A major portion of CE3K fell away in edits, particularly that of the lead character Roy Neary’s desire for escape. As portrayed by Richard Dreyfuss, Neary seeks refuge from his domestic, adventure-free life in model trains and dreams of Disneyland, of running away from adulthood. Some of these plotlines returned in 1978’s Special Edition edit of the film, at Spielberg’s request. What Columbia and EMI, the U.S. and European studios, wanted in return was a better view of the giant spacecraft at the end of the movie, inside and out. Remember that by this time, Star Wars had landed and the world now wanted more spaceships.
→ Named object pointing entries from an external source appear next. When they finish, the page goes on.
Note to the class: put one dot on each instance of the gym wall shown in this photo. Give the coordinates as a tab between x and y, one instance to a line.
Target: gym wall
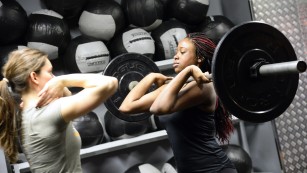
289	16
278	141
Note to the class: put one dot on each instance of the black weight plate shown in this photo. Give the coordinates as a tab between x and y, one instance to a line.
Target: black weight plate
253	99
128	68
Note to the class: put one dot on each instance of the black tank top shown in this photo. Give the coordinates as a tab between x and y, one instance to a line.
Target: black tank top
192	136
Spielberg now disavows the spaceship additions as he feels it destroyed the mystery of the aliens. It’s more intriguing to know nothing about their culture inside the ship, but instead, we see it is a little like a massive apartment building featuring balconies where extraterrestrial life hangs out to take a look at what just moved in. Spielberg felt the concession was a step too far, and I agree.
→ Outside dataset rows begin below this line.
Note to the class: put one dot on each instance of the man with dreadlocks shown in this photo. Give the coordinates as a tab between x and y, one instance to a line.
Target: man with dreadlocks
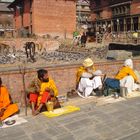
6	107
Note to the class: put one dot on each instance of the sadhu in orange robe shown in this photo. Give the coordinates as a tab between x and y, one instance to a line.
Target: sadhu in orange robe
5	103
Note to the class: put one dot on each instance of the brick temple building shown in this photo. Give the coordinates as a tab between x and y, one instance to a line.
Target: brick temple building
41	17
122	15
6	19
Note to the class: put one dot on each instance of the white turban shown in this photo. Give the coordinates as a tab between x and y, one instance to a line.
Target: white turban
129	63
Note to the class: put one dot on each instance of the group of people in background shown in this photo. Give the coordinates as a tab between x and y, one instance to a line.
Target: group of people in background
88	80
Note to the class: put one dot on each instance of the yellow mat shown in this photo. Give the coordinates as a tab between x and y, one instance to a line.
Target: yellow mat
61	111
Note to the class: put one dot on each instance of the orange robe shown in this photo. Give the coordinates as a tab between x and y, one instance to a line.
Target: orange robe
125	71
10	109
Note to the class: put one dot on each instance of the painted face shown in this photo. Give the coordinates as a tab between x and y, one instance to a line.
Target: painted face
89	69
45	78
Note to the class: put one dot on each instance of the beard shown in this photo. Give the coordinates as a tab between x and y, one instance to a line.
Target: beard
45	80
BUT…it is the addition of these scenes which prompted the need for additional music. In that, Williams was able to thread back in the ideas Spielberg did want, including the Disney theme that was so central to Neary’s character. You can hear disjointed fragments of Pinocchio‘s “When You Wish Upon A Star” pop up from time to time, causing you to wonder if it was a mistake, an unintended cloning, or even a flat out rip-off. It isn’t until the conclusion where “When You Wish Upon A Star” is fully realized within the completely orchestrated rendition of the movie theme, expanding that five note “Hel-lo-how-are-you?” doorbell into a satisfying reverie. Yes, it tears up my eyes a bit. Shut up. You’re crying. Was it not for the much-maligned Special Edition cut, we wouldn’t have had that music and, expensive as I’m sure that endeavor was, I’m glad it exists.
The movie remains, after the mythology is washed off, a story about a man who abandons his family “to find himself,” a phrase so common to Boomers in the ’70s. I can easily see newer viewers watching this movie and not feeling a shred of sympathy for Roy Neary, and I don’t think they are wrong. He’s not a bad man, but he is a profoundly selfish man, and once you bite through the sugary glaze of his “journey,” that’s what you are left with – a very complicated narrative about a man who started a life with a unit of humans, and then abruptly sought out a different, unrelated family unit.
It is to Williams’ eternal credit that even if you don’t wind up liking the movie – and again, I do…in fact, I kind of love the movie, messed-up morality and all – there’s so much to love about the music that completes it. CE3K becomes a score that can be enjoyed out of context as much as within it. It’s not a score that, absent images, just sounds like washed down classical. I don’t think you could accuse that of any of Williams’ music, but without a doubt, definitely not this one.
It might not have the shark, or the dinosaur, or “the boy who lived,” but John Williams’ music for Close Encounters of the Third Kind does have a soul of its own, and that’s a rare feat for a movie’s musical accompaniment.